Di antara para sahabat, Hamzah adalah sosok yang wafatnya membuat Rasulullah SAW meneteskan air mata. Ia dikenal sebagai Singa Allah dan juga dijuluki sebagai pemimpin para syuhada. Julukan-julukan ini mencerminkan keberanian dan kegigihannya sebagai seorang Pejuang Islam yang tak gentar menghadapi musuh di medan pertempuran.
Nama lengkap Hamzah adalah Hamzah Abu 'Imarah bin Abdul Muthalib bin Hasyim bin Abdi Manaf al-Quraisy al-Hasyimi, dengan ayah bernama Abdul Muthalib dan ibu bernama Halah binti Wuhaib bin Abdi Manaf bin Zuhrah. Menurut catatan sejarah, ia lahir sekitar dua tahun sebelum Tahun Gajah, menjadikannya hampir sebaya dengan Nabi Muhammad SAW. Hubungan mereka pun sangat dekat, baik sebagai kerabat maupun saudara sesusuan.
Hamzah bin Abdul Muthalib memiliki usia yang relatif singkat, yakni 59 tahun. Oleh karena itu, kisah perjuangannya terutama tercatat dalam dua perang besar pada masa awal Islam, yaitu Perang Badar dan Perang Uhud. Ia akhirnya gugur sebagai syahid dalam Perang Uhud, yang menjadi salah satu peristiwa penting dalam sejarah perjuangan Islam.

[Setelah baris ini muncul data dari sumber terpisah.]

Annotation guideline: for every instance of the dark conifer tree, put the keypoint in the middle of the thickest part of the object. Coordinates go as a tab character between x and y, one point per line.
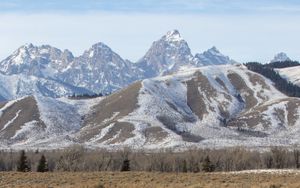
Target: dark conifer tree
23	165
42	166
207	166
125	165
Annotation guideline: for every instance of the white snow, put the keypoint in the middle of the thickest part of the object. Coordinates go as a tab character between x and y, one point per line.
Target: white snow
11	121
292	74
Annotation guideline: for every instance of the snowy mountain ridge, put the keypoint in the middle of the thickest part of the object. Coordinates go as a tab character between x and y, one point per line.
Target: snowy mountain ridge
58	73
207	107
280	57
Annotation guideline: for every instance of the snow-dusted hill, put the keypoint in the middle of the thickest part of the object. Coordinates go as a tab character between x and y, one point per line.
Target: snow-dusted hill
280	57
212	106
292	74
52	72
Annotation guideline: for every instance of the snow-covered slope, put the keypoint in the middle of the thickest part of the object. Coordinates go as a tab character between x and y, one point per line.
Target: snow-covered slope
41	61
205	107
280	57
211	106
212	57
292	74
98	69
41	122
165	55
15	86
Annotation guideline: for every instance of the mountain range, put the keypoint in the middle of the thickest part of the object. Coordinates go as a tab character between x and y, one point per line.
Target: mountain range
51	72
170	98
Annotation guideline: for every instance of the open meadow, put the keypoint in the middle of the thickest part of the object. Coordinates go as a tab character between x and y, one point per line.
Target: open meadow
261	178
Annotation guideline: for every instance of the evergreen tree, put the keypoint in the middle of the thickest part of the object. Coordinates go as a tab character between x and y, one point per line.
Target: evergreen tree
23	165
42	166
207	166
184	166
125	165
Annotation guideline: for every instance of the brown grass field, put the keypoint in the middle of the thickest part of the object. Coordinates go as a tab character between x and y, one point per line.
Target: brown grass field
269	179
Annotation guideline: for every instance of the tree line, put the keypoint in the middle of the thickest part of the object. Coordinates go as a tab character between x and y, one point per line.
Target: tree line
281	84
192	160
87	96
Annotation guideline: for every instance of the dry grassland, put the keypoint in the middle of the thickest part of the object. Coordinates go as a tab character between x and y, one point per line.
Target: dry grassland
149	180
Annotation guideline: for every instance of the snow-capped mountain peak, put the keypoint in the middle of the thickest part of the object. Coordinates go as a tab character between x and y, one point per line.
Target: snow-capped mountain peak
212	57
280	57
173	36
166	55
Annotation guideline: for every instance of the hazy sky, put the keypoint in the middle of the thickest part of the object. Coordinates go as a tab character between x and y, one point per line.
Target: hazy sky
244	30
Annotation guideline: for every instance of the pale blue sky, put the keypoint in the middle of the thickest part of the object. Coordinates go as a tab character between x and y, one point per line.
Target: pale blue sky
244	30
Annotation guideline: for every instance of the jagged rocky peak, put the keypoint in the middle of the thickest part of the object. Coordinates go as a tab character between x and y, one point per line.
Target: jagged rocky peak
99	50
166	55
173	35
212	57
280	57
34	60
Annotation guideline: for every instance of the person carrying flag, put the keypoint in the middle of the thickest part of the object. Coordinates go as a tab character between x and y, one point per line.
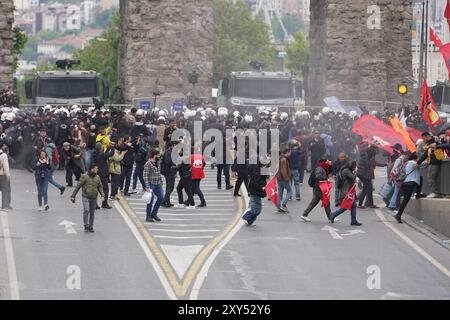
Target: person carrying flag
348	193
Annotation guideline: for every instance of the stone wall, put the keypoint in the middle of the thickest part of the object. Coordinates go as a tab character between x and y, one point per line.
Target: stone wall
6	43
165	40
355	55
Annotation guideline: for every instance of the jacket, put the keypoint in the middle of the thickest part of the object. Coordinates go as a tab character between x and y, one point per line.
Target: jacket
91	187
284	171
114	162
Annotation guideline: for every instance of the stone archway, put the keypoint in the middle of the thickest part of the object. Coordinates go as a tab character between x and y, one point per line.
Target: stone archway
360	49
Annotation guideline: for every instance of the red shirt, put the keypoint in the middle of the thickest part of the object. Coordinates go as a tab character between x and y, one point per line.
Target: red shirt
197	165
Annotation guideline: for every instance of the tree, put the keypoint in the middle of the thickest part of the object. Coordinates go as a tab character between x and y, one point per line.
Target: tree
238	39
20	40
101	55
298	54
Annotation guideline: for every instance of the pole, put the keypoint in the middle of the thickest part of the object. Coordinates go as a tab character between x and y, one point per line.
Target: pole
421	48
426	43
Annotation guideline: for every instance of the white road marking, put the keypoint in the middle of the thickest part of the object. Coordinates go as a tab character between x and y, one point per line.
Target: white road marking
200	279
148	253
178	238
10	261
413	245
181	257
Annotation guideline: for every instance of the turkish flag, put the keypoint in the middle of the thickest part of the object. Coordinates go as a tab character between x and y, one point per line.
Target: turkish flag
428	107
326	187
434	37
272	191
378	133
347	203
447	13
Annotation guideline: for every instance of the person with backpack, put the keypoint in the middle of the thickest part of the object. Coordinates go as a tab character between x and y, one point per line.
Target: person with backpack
348	189
42	169
396	177
54	159
320	173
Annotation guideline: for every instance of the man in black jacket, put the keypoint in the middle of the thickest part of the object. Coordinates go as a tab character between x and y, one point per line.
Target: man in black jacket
256	189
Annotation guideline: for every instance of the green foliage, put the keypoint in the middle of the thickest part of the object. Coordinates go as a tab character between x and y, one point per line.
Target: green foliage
20	40
298	54
101	55
238	39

Perjuangan Hamzah bin Abdul Muthalib dalam Perang Badar
A. Latar Belakang Perang Badar
Perang Badar merupakan pertempuran pertama yang terjadi antara kaum Muslim dan kaum Quraisy, serta dianggap sebagai salah satu peristiwa besar dalam sejarah Islam. Pertempuran ini berlangsung pada 17 Maret 624 M atau 17 Ramadhan 2 Hijriah, dengan situasi yang tidak seimbang. Kaum Muslim yang berjumlah 313 orang harus menghadapi pasukan Quraisy yang jumlahnya tiga kali lebih banyak, sekitar 1.000 orang. Meskipun kalah jumlah, kaum Muslim berhasil meraih kemenangan yang mengejutkan. Dalam pertempuran ini, banyak tokoh Quraisy yang tewas, termasuk Abu Jahal (Amr bin Hisyam), salah satu pemimpin utama mereka.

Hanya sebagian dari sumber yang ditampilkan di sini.